The paper concludes with: “Cloud-accessible quantum computers are attracting a wide audience of potential users, but the challenges in understanding their capabilities create a significant barrier to the adoption of quantum computing. The QED-C Application-Oriented Benchmark suite makes it easy for new users to assess a machine’s ability to implement applications, and its volumetric visualization of the results is designed to be simple and intuitive. In this manuscript, we described several enhancements made to this benchmark suite. This is an ongoing effort, established under the direction of the QED-C (Quantum Economic Development Consortium), with work organized and managed by QED-C members within the broad community of quantum computing system providers and quantum software developers.
“In enhancing the suite and developing new benchmarks, we have expanded the framework to offer greater control over the properties and configuration of the applications used as benchmarks. It makes it possible, not only to increase coverage of the execution landscape but to explore various algorithmic variations. One reason to do this is to determine whether there are certain applications or variants of them that perform better on a specific class of hardware.

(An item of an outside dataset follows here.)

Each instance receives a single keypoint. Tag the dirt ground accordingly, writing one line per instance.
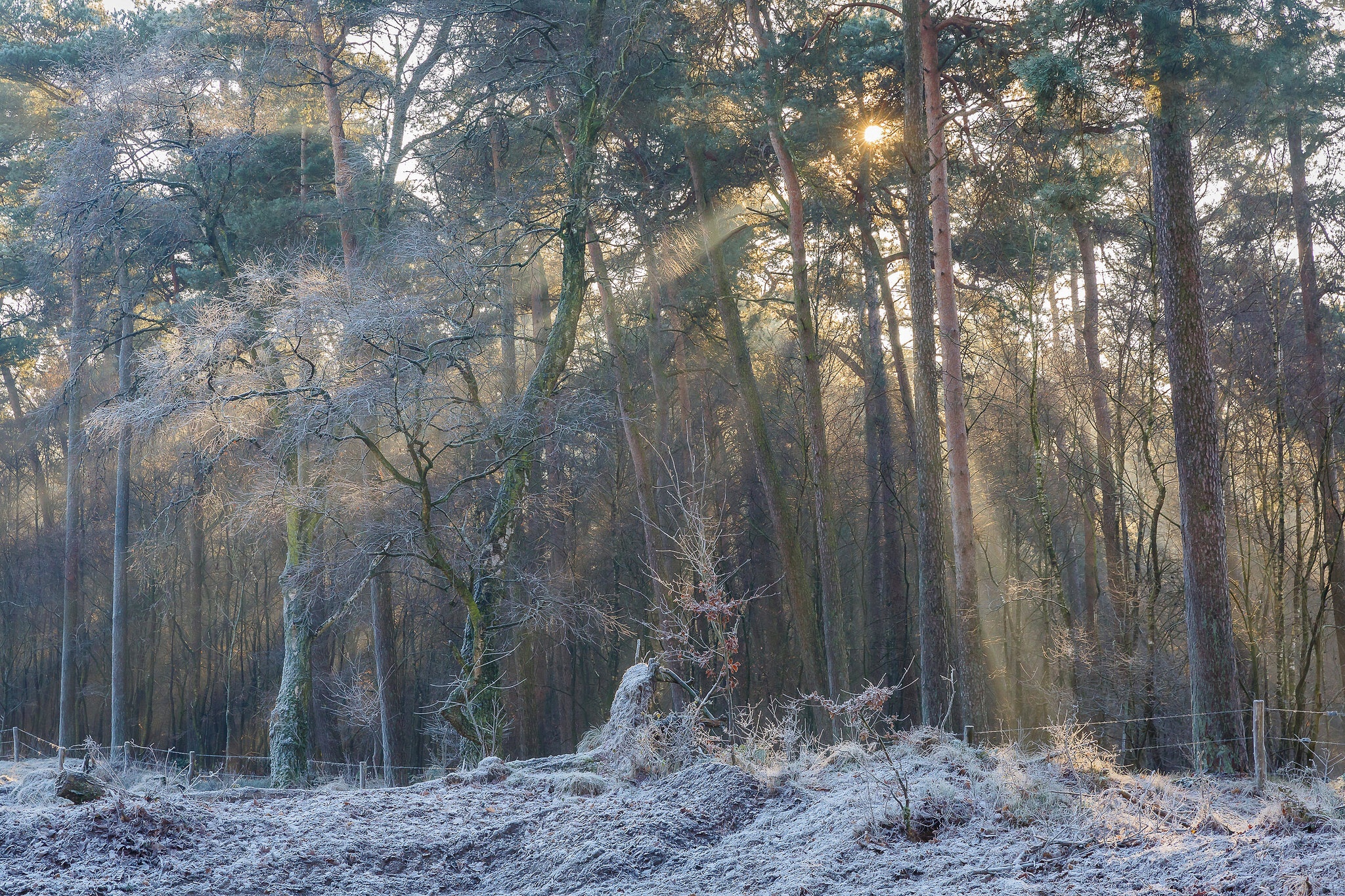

We anticipate that our work will facilitate the adoption of quantum computing, and encourage economic development within the industry.”
The paper is best read directly and the code used is “readily available at https://github.com/SRI-International/QC-App-Oriented-Benchmarks. Detailed instructions are provided in the repository.”
A link to QED-C paper can be found here.
For the Chart of Qubit Modalities from Computing Community Consortium Report, click here.
Acknowledgment Section of Paper
“The Quantum Economic Development Consortium (QED- C), a group of commercial organizations, government institutions, and academia formed a Technical Advisory Committee (TAC) to study the landscape of standards development in quantum technologies and to identify ways to encourage economic development through standards. In this context, the Standards TAC undertook to create the suite of Application-Oriented Per- formance Benchmarks for Quantum Computing as an open source project, with contributions from many members of the QED-C involved in Quantum Computing. We thank the many members of the QED-C for their valuable input in reviewing and enhancing this work.
“We acknowledge the use of IBM Quantum services for this work. The views expressed are those of the authors and do not reflect the official policy or position of IBM or the IBM Quantum team. IBM Quantum. https://quantum- computing.ibm.com/, 2023. We acknowledge Quantinuum for contributing the results from their commercial H1-1 hard- ware. We thank Q-CTRL for supplying the environment and performing the execution of several of the QED-C benchmarks.”